Scott Ritter and Seymour Hersh seem to think so. On December 14th Democracy
Now! replayed the audio of their October 16, 2006 appearance at the Ethical
Culture Society.
They emphasize the role of the communist cult Mujahideen-e-Khalq
– once Saddam's loyal terrorists, now "ours" – in the early stages of war against
Iran and the then-recent
– and now recent again – news of U.S. Navy ships, including minesweepers, being
sent to the Persian Gulf region. Ritter also explained that the American people
have already
accepted Bush's false premise that Iran has a nuclear weapons program and
that the U.S. must not allow it to be successful.
But as Hersh reported in the New Yorker's November
issue, the CIA's new National Intelligence Estimate on Iran says that they
have no evidence at all of a secret weapons program. Indeed, the International
Atomic Energy Agency (IAEA), which has had full access to Iran's nuclear program,
has reported all along that there is "no indication" that Iran has diverted
nuclear technology to any other purpose beyond their declared and monitored
electricity program, a program which they have an "inalienable right" to under
the NPT.
According to Ritter and Hersh, the Israelis don't have any more evidence than
the U.S. does, and it does not matter. In the eyes of right-wing Likudnik
crazies like Benjamin
Netanyahu and his ex-communist,
Israel-First, neocon
buddies in
the U.S., any nuclear technology in the hands of the Iranians is tantamount
to a ready capacity to "wipe Israel off the map." The fact that the ability
to enrich uranium to the grade required to generate electricity (around 3.6%
U-235) does not equal
the ability to enrich it to weapons grade (well over 90% U-235) – especially
in the presence of IAEA inspectors and video equipment – is irrelevant to them.

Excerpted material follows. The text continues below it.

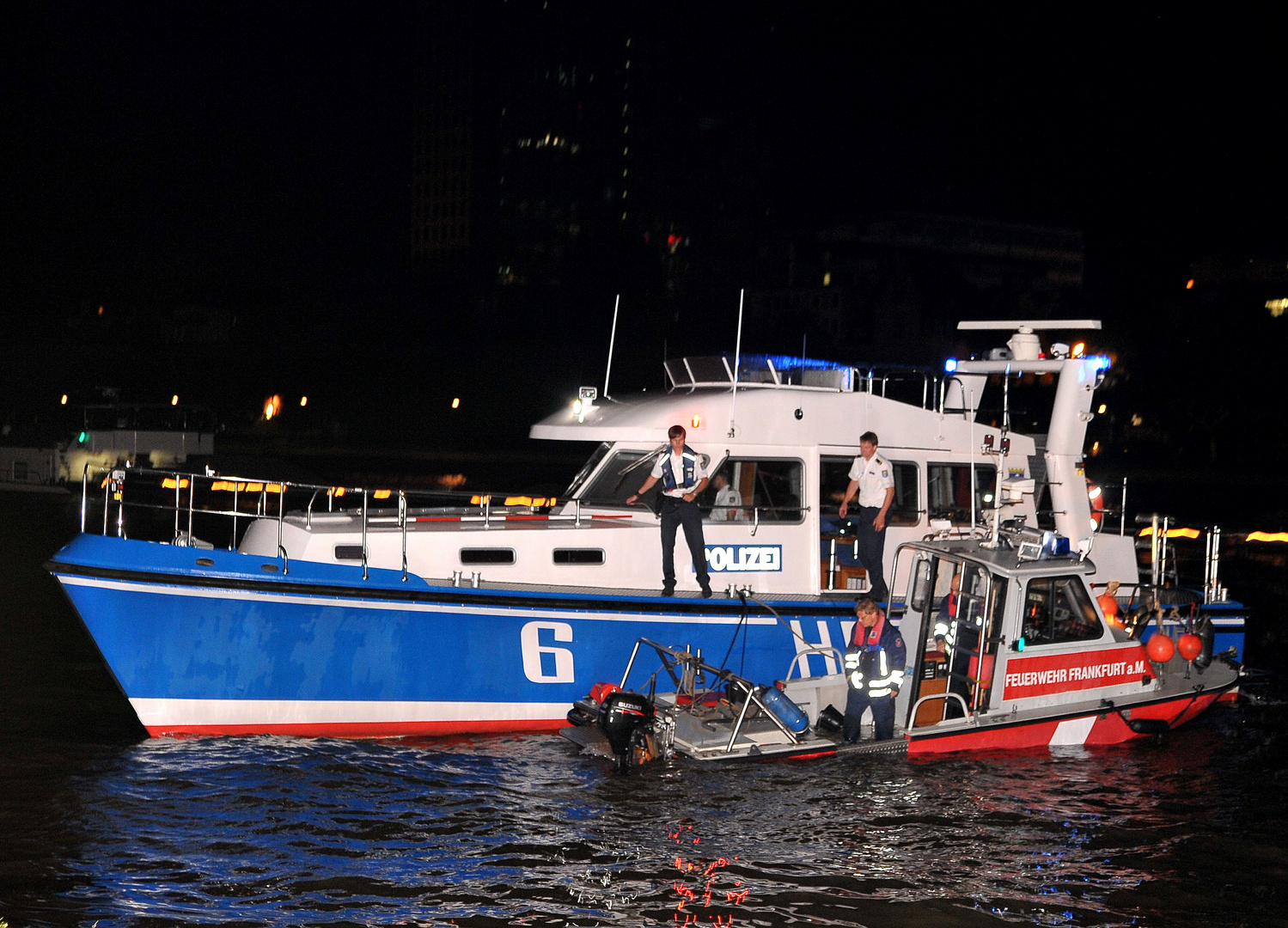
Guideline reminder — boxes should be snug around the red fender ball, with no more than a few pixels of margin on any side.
[1176,634,1203,660]
[1145,634,1176,664]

It has been reported, first by Philip
Giraldi, then by Hersh,
Larisa
Alexandrovna and Col.
Sam Gardiner (ret.), that Bush has considered using real nukes on Iran's
pretend ones. While it seems inconceivable, Iran's Natanz facility is buried
deep underground, and we know how concerned Bush is with getting things right
the first time.
It seems the only way he can imagine to take one last shot at greatness is
to compound his mistake by 1,000 times.
Perhaps the question is whether Israel will start a war in Syria as a back
door to the expansion of America's war to Iran, or will the U.S. simply fake
another Gulf
of Tonkin provocation in the Indian Ocean and hit Syria second?

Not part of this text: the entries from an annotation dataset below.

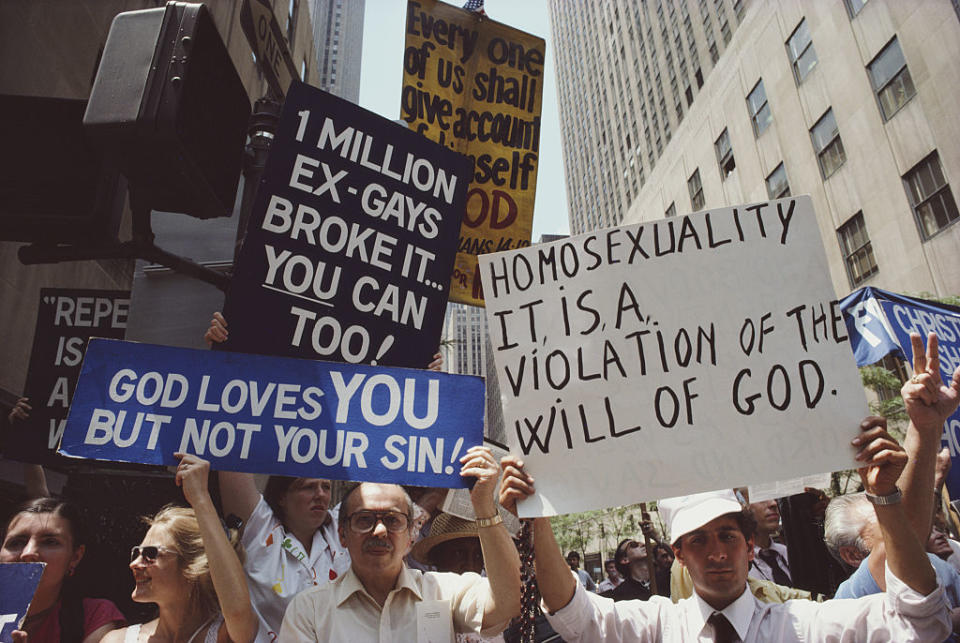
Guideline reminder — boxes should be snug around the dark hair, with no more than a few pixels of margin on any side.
[2,497,87,643]
[673,506,757,549]
[613,538,650,578]
[337,482,413,525]
[263,476,297,525]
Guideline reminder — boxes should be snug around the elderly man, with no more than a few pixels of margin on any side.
[500,418,950,643]
[280,447,516,643]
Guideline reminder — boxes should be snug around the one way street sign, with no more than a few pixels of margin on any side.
[240,0,299,101]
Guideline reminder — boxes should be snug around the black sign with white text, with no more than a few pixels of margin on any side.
[222,83,471,368]
[4,288,130,465]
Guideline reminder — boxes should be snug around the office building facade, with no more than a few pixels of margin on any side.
[551,0,960,296]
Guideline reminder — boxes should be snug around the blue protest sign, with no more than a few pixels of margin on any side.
[218,82,471,368]
[840,286,960,498]
[0,563,47,643]
[60,339,484,487]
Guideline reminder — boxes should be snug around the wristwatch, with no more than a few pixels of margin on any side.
[866,486,903,505]
[476,513,503,527]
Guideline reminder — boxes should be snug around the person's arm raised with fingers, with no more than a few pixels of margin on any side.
[899,333,960,542]
[853,417,937,595]
[7,397,50,499]
[174,453,257,643]
[500,455,577,612]
[203,311,229,348]
[460,446,521,629]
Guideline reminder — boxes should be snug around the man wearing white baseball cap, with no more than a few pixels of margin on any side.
[500,418,951,643]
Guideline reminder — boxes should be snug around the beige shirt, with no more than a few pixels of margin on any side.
[279,565,508,643]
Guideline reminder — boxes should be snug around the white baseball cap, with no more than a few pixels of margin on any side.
[657,489,743,543]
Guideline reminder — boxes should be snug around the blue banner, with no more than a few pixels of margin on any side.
[0,563,47,643]
[840,286,960,498]
[59,339,484,487]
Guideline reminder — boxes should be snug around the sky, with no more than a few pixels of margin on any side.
[360,0,570,242]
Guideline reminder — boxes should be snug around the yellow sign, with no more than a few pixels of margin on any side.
[401,0,544,306]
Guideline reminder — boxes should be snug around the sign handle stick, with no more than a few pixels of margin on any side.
[640,502,658,595]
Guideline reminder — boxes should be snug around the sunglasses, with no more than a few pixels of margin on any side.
[130,545,177,563]
[347,509,410,534]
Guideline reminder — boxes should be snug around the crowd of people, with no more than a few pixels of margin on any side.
[0,328,960,643]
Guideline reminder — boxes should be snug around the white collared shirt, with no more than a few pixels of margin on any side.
[279,565,509,643]
[547,569,951,643]
[243,497,350,643]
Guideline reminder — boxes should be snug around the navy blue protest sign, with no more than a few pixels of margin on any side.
[4,288,130,466]
[60,339,484,487]
[220,83,471,368]
[840,286,960,498]
[0,563,47,643]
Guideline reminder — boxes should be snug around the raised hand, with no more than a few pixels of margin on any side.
[173,453,210,509]
[460,446,500,518]
[851,416,908,496]
[203,312,229,348]
[900,333,960,435]
[500,455,535,515]
[7,397,33,424]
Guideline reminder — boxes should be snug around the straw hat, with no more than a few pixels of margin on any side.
[410,513,480,565]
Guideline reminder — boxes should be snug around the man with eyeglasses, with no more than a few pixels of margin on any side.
[280,447,520,643]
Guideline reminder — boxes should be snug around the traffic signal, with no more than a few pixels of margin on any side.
[83,2,250,219]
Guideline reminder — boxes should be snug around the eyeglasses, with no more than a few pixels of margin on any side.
[347,509,410,534]
[130,545,177,563]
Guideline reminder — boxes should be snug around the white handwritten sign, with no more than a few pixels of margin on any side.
[480,196,867,516]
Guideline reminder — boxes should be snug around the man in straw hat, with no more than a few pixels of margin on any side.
[410,513,483,574]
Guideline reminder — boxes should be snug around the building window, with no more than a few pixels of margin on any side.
[903,152,960,239]
[787,18,817,85]
[687,168,703,212]
[867,38,917,120]
[810,109,847,178]
[713,128,737,179]
[837,212,878,287]
[767,163,790,199]
[747,78,773,137]
[843,0,867,19]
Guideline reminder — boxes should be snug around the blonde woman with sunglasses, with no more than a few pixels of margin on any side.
[104,453,257,643]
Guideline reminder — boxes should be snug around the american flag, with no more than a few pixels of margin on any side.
[463,0,487,16]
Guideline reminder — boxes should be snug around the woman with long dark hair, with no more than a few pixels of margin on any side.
[0,498,126,643]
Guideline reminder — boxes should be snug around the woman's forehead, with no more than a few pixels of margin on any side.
[140,524,176,547]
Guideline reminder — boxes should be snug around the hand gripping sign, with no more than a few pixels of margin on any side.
[60,339,484,487]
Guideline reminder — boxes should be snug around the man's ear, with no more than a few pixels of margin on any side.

Even if Iran did have nuclear weapons, it would still be none of America's
business. They do not have the rocket technology to deliver them here, nor would
they be likely to share their prize with terrorists. Nuclear bombs all come
with a "return address."
And let's not forget that back in 2003, they offered to give the U.S. everything.
Israel has at least 400 nuclear bombs, a fully capable conventional military
and can protect itself just fine. They don't need the U.S. for their defense,
but for aggression against threats that do not really exist.

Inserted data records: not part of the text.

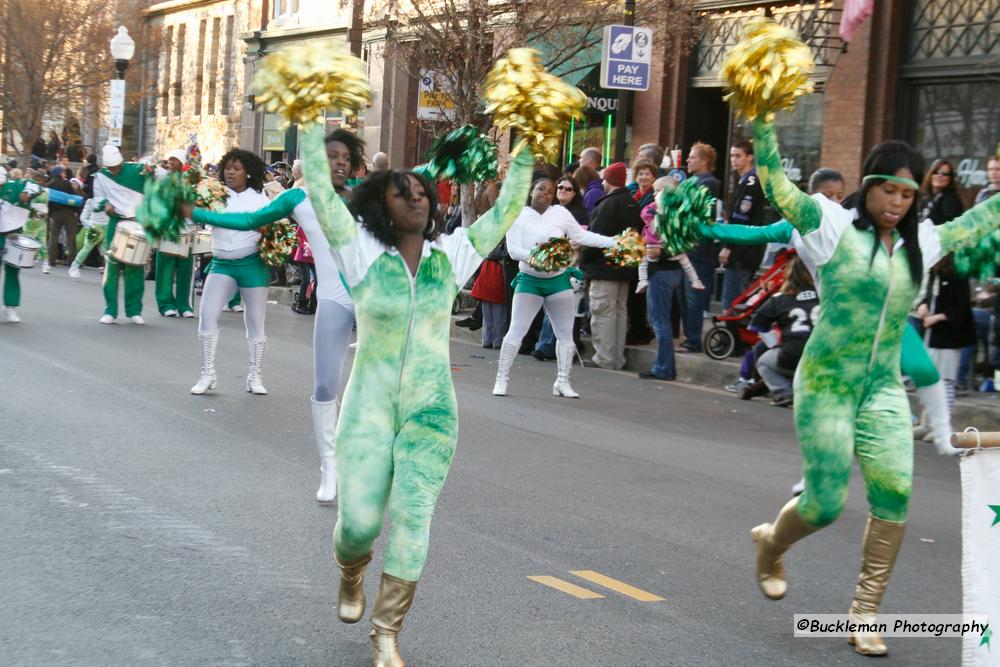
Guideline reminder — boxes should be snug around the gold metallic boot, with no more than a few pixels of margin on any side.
[371,572,417,667]
[847,516,906,655]
[333,551,372,623]
[750,498,818,600]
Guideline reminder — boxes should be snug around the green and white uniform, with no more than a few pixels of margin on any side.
[302,126,533,581]
[94,162,152,317]
[0,179,31,308]
[753,121,1000,527]
[156,232,194,315]
[22,187,49,262]
[73,199,108,267]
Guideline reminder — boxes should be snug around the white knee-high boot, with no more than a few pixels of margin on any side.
[247,338,267,394]
[311,398,340,504]
[191,331,219,396]
[917,380,962,455]
[493,340,521,396]
[552,342,580,398]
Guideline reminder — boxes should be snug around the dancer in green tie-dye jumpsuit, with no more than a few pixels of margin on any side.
[698,220,961,455]
[752,120,1000,655]
[302,126,533,664]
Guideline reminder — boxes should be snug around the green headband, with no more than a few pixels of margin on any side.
[861,174,920,190]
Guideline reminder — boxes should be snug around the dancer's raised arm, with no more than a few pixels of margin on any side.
[751,119,823,235]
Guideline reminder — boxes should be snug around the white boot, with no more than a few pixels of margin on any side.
[917,380,962,456]
[493,340,521,396]
[191,331,219,396]
[310,398,340,505]
[552,341,580,398]
[247,338,267,395]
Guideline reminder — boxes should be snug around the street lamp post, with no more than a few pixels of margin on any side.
[108,26,135,146]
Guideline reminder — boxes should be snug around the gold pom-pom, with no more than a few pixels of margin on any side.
[721,18,815,121]
[253,40,372,127]
[485,48,587,157]
[604,228,646,268]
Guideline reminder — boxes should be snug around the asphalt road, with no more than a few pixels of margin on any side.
[0,269,961,666]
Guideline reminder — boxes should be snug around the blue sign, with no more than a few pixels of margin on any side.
[601,25,653,90]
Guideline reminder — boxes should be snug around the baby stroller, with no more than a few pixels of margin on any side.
[702,248,795,359]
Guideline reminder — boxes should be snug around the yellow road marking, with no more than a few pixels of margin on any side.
[570,570,664,602]
[528,576,604,600]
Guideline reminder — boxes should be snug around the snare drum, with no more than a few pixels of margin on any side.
[159,229,191,258]
[3,234,42,269]
[108,220,151,266]
[0,201,29,233]
[191,229,212,255]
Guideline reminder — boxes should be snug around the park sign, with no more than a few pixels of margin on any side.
[601,25,653,90]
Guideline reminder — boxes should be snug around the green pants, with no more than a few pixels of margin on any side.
[0,234,21,308]
[22,216,49,260]
[104,257,146,317]
[74,225,108,266]
[156,252,194,315]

Even Robert Gates, our new secretary of "defense" admitted to Congress that
the only reason Iran would want a nuke is that they are surrounded
by powers with nukes.
Robert Parry reports
that Bush, Blair and Olmert are already planning for more war in the new year.
The Iranians seem to have waited too long to get their act together. If they
had withdrawn from the NPT and started harvesting plutonium the way North Korea
did, instead of throwing their books wide open to the UN and trying to go along,
they'd have a nuclear deterrent by now.